On arriving at the Kirkwall, the Earl sent
Barlett to the post-office; and, mounting a
hired pony, galloped off to one of his farmers
who bears the peculiar name of Nichol
Dick.

"Mamma Edith," scream two marmots
(Anglicé kids), on seeing the ex-prince over
the hedge of the cottage, cantering up,
"here is Lord Winkles!"

Mistress Nichol, letting a pudding-pie,
which she holds in a cloth, fall into an
earthen pot, gives a cry of joy. Lord
Winkles enters, and shakes both the white
blue-veined hands of the pretty wife three
times. Mistress Nichol's hair, we are told in
an aside, was as red as a squirrel's, which
accounted for her hands being so white. Her
two interesting children bearing the truly
Scotch names of Mock and Gibby, hang on
the skirts of Lord Winkles' jacket, and take
possession of his whip. A dialogue follows
between the lord and Mistress Nichol Dick;
from which we learn that the farmer is seeking
gulls' eggs on the cliffs, that the lord wishes
him to discontinue so hazardous a pursuit,
and further, that the farmer's family were,
through the generosity of the lord, the
richest in the Orcades, and that the farm
itself was a model of cultivation.

The farmer returns, and he and the Earl
go out to look at the farm; but Lord Winkles
first presents the wife with a couple of
roleaus of guineas for distribution among the
children.

Soon after old Barlett arrives, all dusty
and unhappy-looking.

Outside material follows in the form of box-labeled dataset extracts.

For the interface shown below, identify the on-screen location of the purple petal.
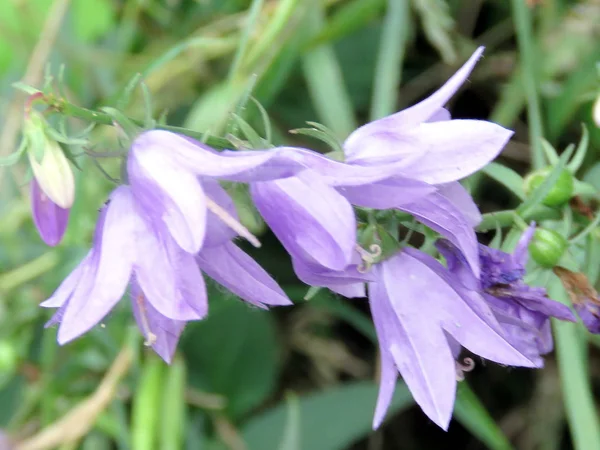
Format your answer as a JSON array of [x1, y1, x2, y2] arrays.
[[31, 178, 70, 247], [130, 281, 186, 364], [425, 108, 452, 122], [400, 192, 480, 277], [398, 248, 535, 367], [369, 257, 456, 429], [370, 294, 398, 430], [58, 186, 137, 344], [196, 242, 292, 308], [337, 177, 436, 209], [396, 120, 513, 184], [250, 171, 356, 270], [134, 219, 208, 320], [327, 283, 367, 298], [40, 250, 92, 308], [344, 47, 483, 162], [202, 179, 239, 247], [437, 181, 481, 227], [127, 145, 207, 253]]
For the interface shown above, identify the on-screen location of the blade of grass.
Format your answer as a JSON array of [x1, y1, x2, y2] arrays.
[[371, 0, 410, 120], [511, 0, 544, 169], [302, 5, 356, 139], [228, 0, 264, 81], [454, 382, 513, 450]]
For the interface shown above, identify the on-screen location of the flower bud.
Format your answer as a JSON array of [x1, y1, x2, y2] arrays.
[[525, 167, 575, 206], [23, 111, 75, 208], [31, 178, 69, 246], [529, 228, 568, 268]]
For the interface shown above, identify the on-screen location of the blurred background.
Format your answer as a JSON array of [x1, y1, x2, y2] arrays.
[[0, 0, 600, 450]]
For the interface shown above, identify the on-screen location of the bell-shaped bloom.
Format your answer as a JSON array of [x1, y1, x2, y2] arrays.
[[436, 225, 575, 365], [31, 178, 70, 247], [127, 130, 435, 258], [344, 47, 513, 184], [344, 47, 513, 275], [368, 248, 537, 429], [42, 186, 291, 361], [250, 170, 356, 270], [27, 137, 75, 209]]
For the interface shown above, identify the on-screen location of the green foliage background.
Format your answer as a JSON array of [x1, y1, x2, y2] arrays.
[[0, 0, 600, 450]]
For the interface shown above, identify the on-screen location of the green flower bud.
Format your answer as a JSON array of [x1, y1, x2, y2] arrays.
[[529, 228, 568, 268], [525, 167, 575, 206], [23, 110, 75, 209]]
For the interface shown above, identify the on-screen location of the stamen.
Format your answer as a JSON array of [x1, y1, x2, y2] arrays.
[[355, 244, 382, 273], [136, 294, 157, 347], [206, 197, 261, 248], [455, 358, 475, 381]]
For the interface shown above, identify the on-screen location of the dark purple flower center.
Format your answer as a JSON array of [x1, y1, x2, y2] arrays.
[[479, 245, 525, 289]]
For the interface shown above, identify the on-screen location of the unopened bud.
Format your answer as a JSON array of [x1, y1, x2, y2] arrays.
[[23, 111, 75, 208], [529, 228, 568, 268], [525, 167, 575, 206]]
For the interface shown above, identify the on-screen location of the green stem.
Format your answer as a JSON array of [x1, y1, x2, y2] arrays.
[[44, 96, 232, 149], [512, 0, 545, 169]]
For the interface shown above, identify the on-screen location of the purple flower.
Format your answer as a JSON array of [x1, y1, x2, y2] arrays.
[[436, 225, 575, 365], [344, 47, 513, 275], [128, 130, 435, 282], [369, 248, 536, 429], [42, 186, 291, 361], [31, 178, 70, 247]]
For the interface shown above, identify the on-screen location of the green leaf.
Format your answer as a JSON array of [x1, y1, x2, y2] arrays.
[[370, 0, 410, 120], [229, 0, 264, 80], [412, 0, 457, 64], [454, 381, 513, 450], [308, 0, 386, 48], [242, 381, 413, 450], [71, 0, 116, 42], [232, 114, 268, 149], [302, 5, 356, 139], [12, 81, 42, 95], [481, 163, 525, 200], [181, 298, 280, 418], [0, 145, 26, 167]]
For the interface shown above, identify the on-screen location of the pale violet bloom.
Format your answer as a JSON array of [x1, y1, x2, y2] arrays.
[[128, 130, 435, 270], [31, 178, 70, 247], [368, 248, 538, 429], [344, 47, 513, 275], [42, 186, 291, 361], [436, 225, 575, 366]]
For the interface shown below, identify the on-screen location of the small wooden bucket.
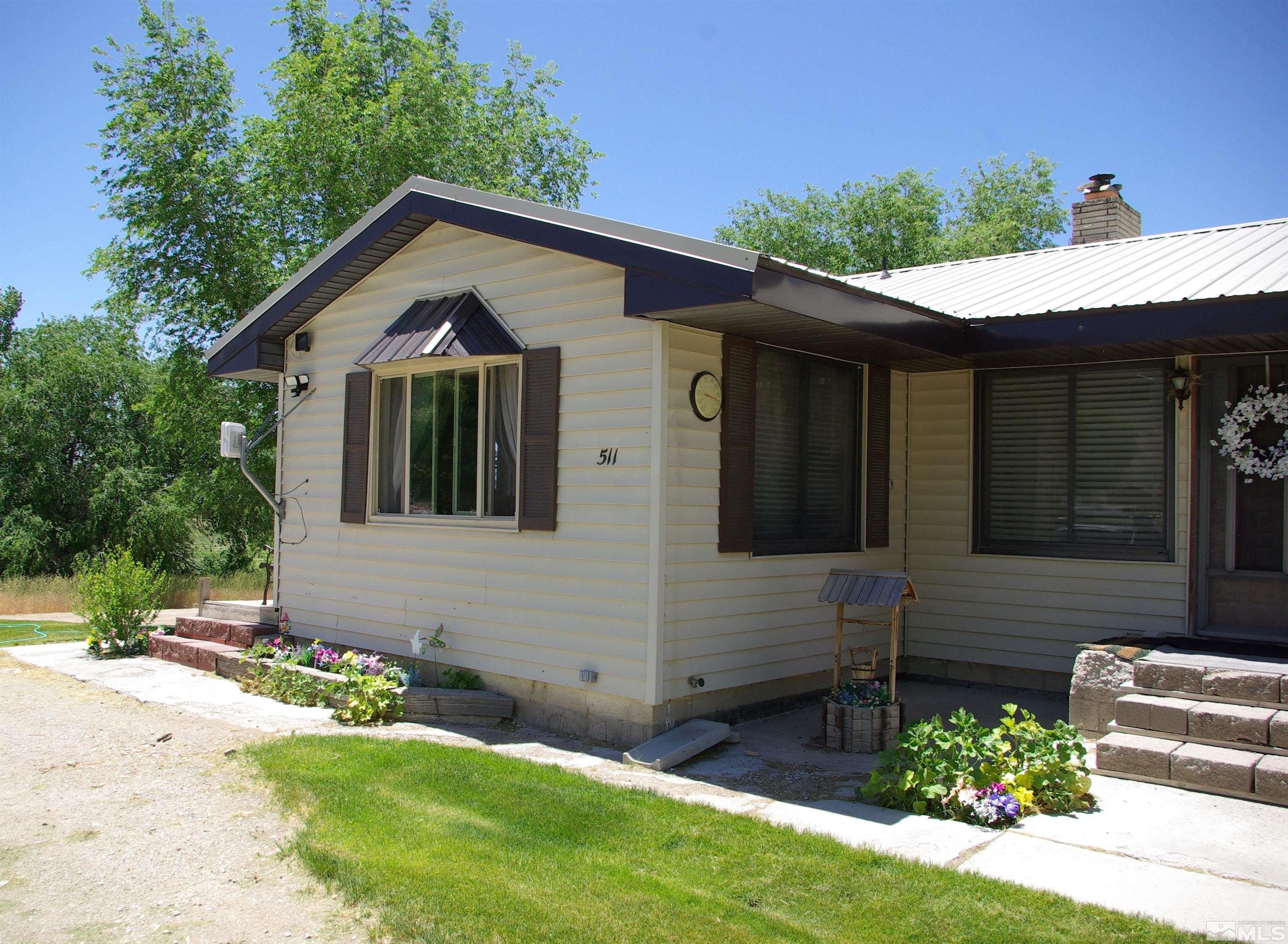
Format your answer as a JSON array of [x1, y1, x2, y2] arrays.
[[847, 645, 877, 681]]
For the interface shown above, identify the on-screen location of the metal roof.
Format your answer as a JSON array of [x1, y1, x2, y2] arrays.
[[845, 219, 1288, 318], [818, 568, 908, 607], [354, 292, 523, 367], [205, 176, 758, 360]]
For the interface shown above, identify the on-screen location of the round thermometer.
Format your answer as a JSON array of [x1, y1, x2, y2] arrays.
[[689, 371, 722, 421]]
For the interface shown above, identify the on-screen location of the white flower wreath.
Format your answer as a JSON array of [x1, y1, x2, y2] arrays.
[[1212, 384, 1288, 482]]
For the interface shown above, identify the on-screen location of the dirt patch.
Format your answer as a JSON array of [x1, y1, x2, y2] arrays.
[[0, 653, 367, 944]]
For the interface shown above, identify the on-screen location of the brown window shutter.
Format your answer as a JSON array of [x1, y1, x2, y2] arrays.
[[340, 371, 371, 524], [519, 348, 559, 531], [864, 367, 890, 547], [719, 335, 756, 554]]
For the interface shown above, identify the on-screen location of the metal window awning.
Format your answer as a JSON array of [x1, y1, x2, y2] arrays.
[[354, 292, 523, 367]]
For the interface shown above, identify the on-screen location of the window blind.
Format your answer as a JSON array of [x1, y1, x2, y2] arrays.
[[976, 363, 1171, 559]]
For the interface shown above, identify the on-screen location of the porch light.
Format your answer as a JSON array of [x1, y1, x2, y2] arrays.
[[1171, 367, 1194, 410]]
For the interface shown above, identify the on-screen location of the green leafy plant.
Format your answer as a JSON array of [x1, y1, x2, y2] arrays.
[[76, 547, 165, 658], [860, 708, 996, 819], [331, 674, 403, 725], [439, 666, 483, 692], [238, 664, 335, 707], [858, 705, 1091, 825]]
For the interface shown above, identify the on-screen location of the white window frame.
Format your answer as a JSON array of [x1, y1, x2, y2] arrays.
[[367, 354, 523, 531]]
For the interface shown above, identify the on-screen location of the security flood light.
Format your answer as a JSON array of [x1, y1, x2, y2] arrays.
[[1169, 367, 1194, 410]]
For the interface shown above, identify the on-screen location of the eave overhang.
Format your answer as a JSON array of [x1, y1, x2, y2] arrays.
[[206, 178, 1288, 380]]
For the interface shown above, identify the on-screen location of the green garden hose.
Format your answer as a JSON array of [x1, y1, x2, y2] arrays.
[[0, 623, 49, 645]]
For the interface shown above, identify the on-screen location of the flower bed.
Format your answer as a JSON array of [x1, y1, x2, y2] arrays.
[[238, 636, 415, 724], [857, 705, 1093, 827], [215, 636, 514, 725]]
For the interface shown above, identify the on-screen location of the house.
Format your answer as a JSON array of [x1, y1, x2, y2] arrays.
[[206, 175, 1288, 743]]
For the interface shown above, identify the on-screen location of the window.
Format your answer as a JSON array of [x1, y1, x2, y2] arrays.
[[753, 346, 860, 554], [975, 362, 1172, 560], [376, 362, 519, 518]]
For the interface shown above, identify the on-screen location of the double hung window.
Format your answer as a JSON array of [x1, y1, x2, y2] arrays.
[[753, 346, 862, 554], [375, 360, 519, 518], [975, 362, 1174, 551]]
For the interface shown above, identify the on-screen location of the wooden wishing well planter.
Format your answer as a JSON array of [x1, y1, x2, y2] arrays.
[[818, 569, 917, 753]]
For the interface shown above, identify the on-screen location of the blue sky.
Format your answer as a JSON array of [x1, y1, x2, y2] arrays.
[[0, 0, 1288, 324]]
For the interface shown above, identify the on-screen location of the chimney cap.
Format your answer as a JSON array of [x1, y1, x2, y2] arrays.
[[1078, 174, 1123, 200]]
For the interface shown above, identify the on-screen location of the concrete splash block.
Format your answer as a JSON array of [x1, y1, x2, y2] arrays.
[[622, 718, 729, 770]]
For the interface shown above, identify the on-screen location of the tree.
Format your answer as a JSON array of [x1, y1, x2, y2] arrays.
[[86, 0, 597, 560], [715, 152, 1065, 274], [0, 316, 191, 576], [0, 286, 22, 354]]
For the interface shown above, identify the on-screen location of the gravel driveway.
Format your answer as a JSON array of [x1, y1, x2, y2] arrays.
[[0, 652, 367, 944]]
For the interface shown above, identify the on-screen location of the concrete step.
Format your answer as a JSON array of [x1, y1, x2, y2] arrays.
[[1096, 731, 1288, 805], [1109, 721, 1288, 757], [1132, 654, 1288, 705], [148, 634, 241, 672], [1114, 693, 1288, 751], [174, 616, 277, 649], [197, 600, 281, 626], [1121, 685, 1288, 710], [622, 718, 729, 770]]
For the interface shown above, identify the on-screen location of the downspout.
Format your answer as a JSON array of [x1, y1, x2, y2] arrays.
[[644, 321, 671, 705], [899, 373, 917, 658], [273, 368, 290, 607]]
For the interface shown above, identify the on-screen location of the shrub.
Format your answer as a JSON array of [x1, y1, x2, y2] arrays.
[[858, 705, 1091, 825], [76, 549, 165, 658], [331, 672, 403, 724], [439, 666, 483, 692], [238, 666, 335, 707]]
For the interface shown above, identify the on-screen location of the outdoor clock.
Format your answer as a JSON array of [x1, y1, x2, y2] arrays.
[[689, 371, 724, 421]]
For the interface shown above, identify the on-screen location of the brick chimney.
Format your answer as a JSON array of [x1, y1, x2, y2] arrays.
[[1069, 174, 1140, 246]]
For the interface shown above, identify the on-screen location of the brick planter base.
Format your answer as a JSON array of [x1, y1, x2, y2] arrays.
[[823, 698, 903, 753]]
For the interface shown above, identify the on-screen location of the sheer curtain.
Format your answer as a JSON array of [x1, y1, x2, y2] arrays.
[[376, 377, 407, 515], [487, 363, 519, 516]]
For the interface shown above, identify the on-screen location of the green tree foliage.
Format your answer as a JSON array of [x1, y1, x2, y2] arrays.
[[78, 0, 597, 565], [0, 316, 191, 576], [0, 286, 22, 354], [715, 152, 1065, 274]]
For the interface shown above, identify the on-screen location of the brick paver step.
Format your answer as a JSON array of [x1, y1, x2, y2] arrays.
[[1096, 731, 1181, 781], [174, 616, 277, 649], [1171, 744, 1264, 794], [1114, 694, 1199, 734], [1189, 702, 1276, 744], [148, 634, 241, 672]]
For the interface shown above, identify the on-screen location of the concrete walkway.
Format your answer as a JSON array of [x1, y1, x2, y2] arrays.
[[9, 644, 1288, 932]]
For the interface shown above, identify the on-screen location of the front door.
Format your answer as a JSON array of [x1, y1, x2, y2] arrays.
[[1195, 354, 1288, 639]]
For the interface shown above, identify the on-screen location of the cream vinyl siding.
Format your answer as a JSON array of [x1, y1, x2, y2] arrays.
[[278, 223, 652, 698], [663, 326, 907, 698], [907, 371, 1190, 672]]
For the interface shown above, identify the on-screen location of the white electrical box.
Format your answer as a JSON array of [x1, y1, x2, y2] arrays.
[[219, 421, 246, 459]]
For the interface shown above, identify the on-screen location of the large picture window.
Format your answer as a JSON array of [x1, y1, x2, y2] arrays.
[[975, 362, 1172, 560], [375, 362, 519, 518], [753, 346, 862, 554]]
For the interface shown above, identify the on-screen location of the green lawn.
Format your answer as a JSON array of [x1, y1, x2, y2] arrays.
[[0, 620, 89, 648], [249, 737, 1198, 944]]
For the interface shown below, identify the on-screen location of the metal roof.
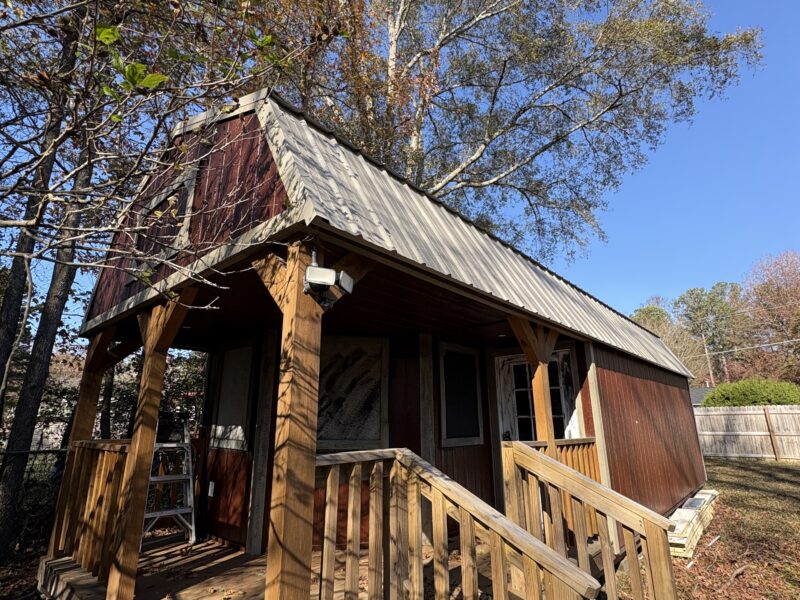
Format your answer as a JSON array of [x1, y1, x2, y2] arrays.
[[257, 96, 691, 377]]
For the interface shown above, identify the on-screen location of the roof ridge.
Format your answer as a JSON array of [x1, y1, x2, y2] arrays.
[[256, 91, 661, 340], [173, 88, 664, 344]]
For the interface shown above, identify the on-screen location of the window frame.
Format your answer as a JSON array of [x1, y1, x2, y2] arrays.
[[316, 335, 389, 453], [439, 342, 484, 448]]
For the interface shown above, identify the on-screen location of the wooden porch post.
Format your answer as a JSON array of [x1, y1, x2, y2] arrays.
[[106, 288, 197, 600], [47, 327, 114, 558], [508, 316, 558, 459], [254, 242, 323, 600]]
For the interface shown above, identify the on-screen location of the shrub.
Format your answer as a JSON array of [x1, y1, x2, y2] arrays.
[[703, 379, 800, 406]]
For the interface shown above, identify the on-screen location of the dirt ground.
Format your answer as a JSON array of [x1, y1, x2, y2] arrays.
[[6, 459, 800, 600], [673, 458, 800, 600]]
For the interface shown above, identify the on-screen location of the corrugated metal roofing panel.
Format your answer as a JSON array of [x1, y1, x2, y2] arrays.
[[265, 99, 690, 375]]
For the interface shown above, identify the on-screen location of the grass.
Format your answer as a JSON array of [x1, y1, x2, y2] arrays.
[[673, 458, 800, 600], [6, 459, 800, 600]]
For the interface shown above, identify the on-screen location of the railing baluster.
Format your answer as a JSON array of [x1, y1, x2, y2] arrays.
[[546, 483, 567, 556], [459, 508, 478, 600], [572, 497, 591, 573], [639, 536, 656, 599], [644, 521, 678, 600], [407, 473, 425, 600], [622, 525, 644, 600], [431, 488, 450, 600], [489, 531, 508, 600], [389, 461, 408, 600], [344, 463, 361, 600], [320, 465, 339, 600], [524, 556, 542, 600], [528, 473, 544, 540], [367, 460, 383, 600], [597, 512, 619, 600], [98, 452, 127, 581]]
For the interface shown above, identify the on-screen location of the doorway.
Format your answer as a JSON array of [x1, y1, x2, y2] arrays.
[[495, 346, 583, 441]]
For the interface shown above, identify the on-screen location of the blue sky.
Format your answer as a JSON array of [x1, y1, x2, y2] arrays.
[[551, 0, 800, 313]]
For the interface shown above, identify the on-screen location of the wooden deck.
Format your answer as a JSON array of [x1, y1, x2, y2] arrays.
[[40, 539, 599, 600]]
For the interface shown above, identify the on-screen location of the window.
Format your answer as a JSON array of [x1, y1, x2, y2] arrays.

He comes to say that
a forgotten creditor has turned up, and that
the next day Lord Winkles, who appears not
to have enjoyed the privilege of his order of
immunity from arrest would be lodged in
prison. Mistress Nichol Dick is quite astonished;
although she does not understand law, she
thought Lord Winkleswho had given her
husband the farm, as well as very large sums
of moneyhad been very rich. However,
she is only too happy to meet this French
edition of Caleb Balderston half-way. She
opens a drawer full of guineas, and offers to
sell fields and forests which must be valuable,
as they are more rare in the Orkneys
than hailstones are in Bengal.

Presently Lord Winkles returns in high
spirits; and, sitting down to table between
Mock and Gibby, amuses them while eating
heartily by conjuring-tricks and imitations of
the cries of animals; all the rest of the
company are sad and silent.

"Come," cries the lord, holding out his
glass to Nichol, " another glass of Porto.
Here's good luck to the farmers of Oxstall!"

After the inevitable Porto, he embraced
the children, and galloped away with Barlett
until they came to a burial-ground, where
they dismounted, " fasten their horses to a
clump of pines, whose tops were silvered by
the rays of the moon," and proceed to a
granite tomb. There the Lord Winkles
explains that in his youth he had accidentally
shot John, the father of the red-haired
Mistress Nichol, and that he felt bound to
ruin himself, in order to compensate the
daughter, who believes that the father had
shot himself.

The next day Mr. Nichol Dickwho
seems wonderfully well supplied with ready
moneyappears with six hundred pounds to
pay off the inexorable creditor; but, at the
same moment, the eccentric peer rushes into
the room in a high state of excitement,
crying, " Barlett, I am a millionnaire: a letter
just received tells me that the real Prince
Trennenhir is dead, and has left me all his
fortune. Nichol, I shall give twenty-five
thousand pounds to Mock and Gibby. Ah,
what a famous thing it is to be rich!"